Q: Is “Thank God” bluegrass?
A: Yea or Nay?
Additional Bowden Comments
Appreciate the comments. At IBMA I guess anything that you say is bluegrass IS bluegrass! (Ouch! Did I say that? I was just thinking it…)
The early bluegrass acts other than Monroe knew all about Roy Acuff’s band and performance. Earl Scruggs said when he was at the Opry with Monroe he felt Acuff’s band put on the best “show”, and he got a LOT of his banjo back-up ideas from Brother Oswald’s Dobro playing! Earl was also a budding baritone singer in those years, and Acuff had REAL good baritone singers in the Smoky Mountain Boys, always.
But of course Todd is right too … no banjo or mandolin, so it’s “not” bluegrass. Although Roy Acuff had a band a few years earlier WITH banjo and mandolin, and he rushed into the studio to beat Bill Monroe’s first recording of Muleskinner Blues to the market! It was pretty much a copy of Monroe’s performance, including the hot guitar kickoff. There are a few recordings in existence of Acuff’s band with full “bluegrass” instrumentation, and I’m personally willing to accept they were playing what WE would call bluegrass. (Monroe wouldn’t have, of course).
One thing I particularly like in this Acuff recording is the HOT bass playing playing of the GREAT Joe Zinkan. In the 1930s Joe had been playing bass fiddle in “big bands”, for instance Fred Waring’s Pennsylvanians. Joe was also a master rhythm guitarist. But all the old Nashville bass players said Joe was “the man” who brought the bass fiddle into country music in an important role. (Technically, Red Stewart and Pee Wee King’s Golden West Cowboys were the first band on the Opry with a bass fiddle, but apparently it didn’t do much. Joe brought a showy mastery to the bass fiddle and POURED IT ON for years in several Acuff records. Joe later retired from the road and became THE bass player for the Nashville recording sidemen known as “The A Team”. You can see Joe in tons of YouTube videos of every Nashville act that went on tv.
Joe’s bass playing on Thank God is the bluegrassiest part of the record in my opinion. Bill Monroe’s first GREAT bass player — Howard Watts/Cedric Rainwater — obviously took not of what Joe Zinkan was doing and played much the same style on the records with Monroe, Lester and Earl. He left Monroe to join Lester and Earl when they formed their own band. He left THEM to go with Hank Williams!
But I’ve been told ALL the “showy” bass players in bluegrass were inspired by Joe Zinkan with Roy Acuff. Jake Tullock, John Palmer, Jerry McCoury and many more.

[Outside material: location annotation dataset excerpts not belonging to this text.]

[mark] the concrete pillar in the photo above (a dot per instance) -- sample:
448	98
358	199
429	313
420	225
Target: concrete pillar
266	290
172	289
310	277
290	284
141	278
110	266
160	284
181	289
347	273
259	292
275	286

Joe Zinkan DID record on bass fiddle with Flatt & Scruggs (as a studio sideman) in the later 1950s.
So, “Thank God” by Roy Acuff & the Smoky Mt. Boys both “is and isn’t” bluegrass. Close enough for me!
You bet! Just ask Doyle Lawson:
https://www.youtube.com/watch?v=989ysPzD1C0
I think it is a bluegrass song as it conveys a message. Bluegrass is one genre that tells more about a theme than any other genre does. Country music is a close second.
Nah. Nay.
Kinda country gospel on that one.
Roy’s “The King of Country Music”.
Jimmy says I’m “The King of Bluegrass” — and there ain’t room for the two of us, lol.